Era absurdo que el acceso de Navarra a la autonomía y su constitución como comunidad autónoma se hiciese por otra vía que no fuera la del amejoramiento como reforma pactada del tradicional régimen foral. Si el autogobierno navarro se había conocido sin interrupción desde 1841, la Constitución sólo tenía que sancionar dicho sistema, exigiendo las adecuaciones pertinentes a un régimen democrático y su instalación en un Estado descentralizado como es el que nace en 1978. Así la Constitución se hacía foral y los fueros constitucionales. Lo primero se debió a la sensibilidad pluralista de nuestros constituyentes. Lo segundo es mérito de la generación navarra de la transición que preparó la Ley de Amejoramiento.

El régimen foral navarro testimonia así la flexibilidad del sistema constitucional y su capacidad para incorporar una legitimidad histórica, cuestiones nada fáciles habida cuenta del carácter taxativo, aunque abierto, de muchas cláusulas constitucionales y la reticencia de toda constitución, como norma orientada al futuro, para aceptar planteamientos tradicionales. Hay otro rasgo esencial del modelo navarro, utilizando esta expresión como sinónima de sistema ejemplar. Me refiero a la compatibilidad de lealtades políticas que el régimen foral supone, al superponer el vínculo español, no sólo jurídico o de ciudadanía, sino espiritual y emotivo, al navarro, concebido por otra parte en su verdadera complejidad, que el constituyente reconoció al establecer sabiamente como facultad, en cuanto muestra de apertura y sensibilidad, la integración navarra en el País Vasco, de acuerdo con un procedimiento que a mi juicio afortunadamente, no ha habido necesidad de poner en marcha, y al que se refiere como es sabido la Disposición Transitoria Cuarta de la Constitución.

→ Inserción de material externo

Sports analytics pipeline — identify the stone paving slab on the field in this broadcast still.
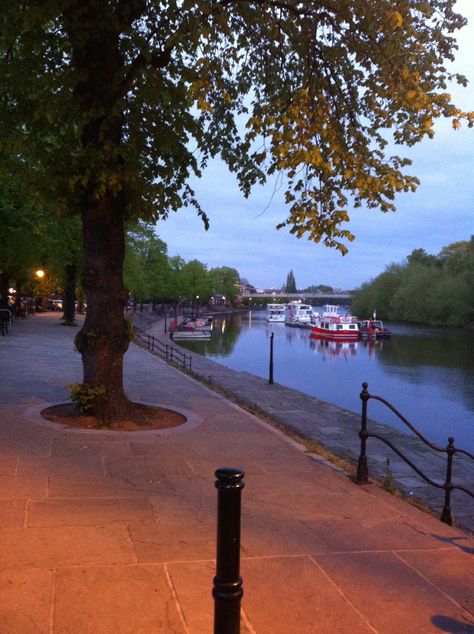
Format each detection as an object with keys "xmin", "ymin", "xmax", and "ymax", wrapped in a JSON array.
[
  {"xmin": 242, "ymin": 556, "xmax": 375, "ymax": 634},
  {"xmin": 0, "ymin": 313, "xmax": 473, "ymax": 633},
  {"xmin": 313, "ymin": 551, "xmax": 473, "ymax": 634},
  {"xmin": 0, "ymin": 568, "xmax": 53, "ymax": 634},
  {"xmin": 54, "ymin": 565, "xmax": 185, "ymax": 633},
  {"xmin": 0, "ymin": 526, "xmax": 136, "ymax": 568}
]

Aludimos así a una dimensión esencial, y delicada, de la cuestión navarra que es el de su ingrediente vasco que, aunque especialmente notorio en ciertas zonas geográficas de la comunidad foral, no deja de afectar a toda ella, que sabe que una importante seña de identidad propia la constituye su especial relación con la comunidad vasca. No estoy hablando en términos políticos sino culturales o, si se quiere, espirituales o identitarios.

La cuestión, también a tener en cuenta en el momento presente, es respetar el peso de esta dimensión, que no tiene por qué agotarse en su expresión política en una fuerza o partido determinado, pero no realzarla o atribuirle unas oportunidades que el electorado no le ha conferido. Creo que obrando así no se respetaría tanto el pluralismo como se contribuiría a desestabilizar el equilibrio navarro.

A la luz de tales consideraciones quizás no sea difícil encontrar, en el caso de Navarra, una forma de gobierno que, sin perjuicio de la plena legitimidad de las demás, se adecue a estas mínimas condiciones de coherencia política y sintonía constitucional.

Juan José Solozabal, catedrático de Derecho Constitucional en la UAM.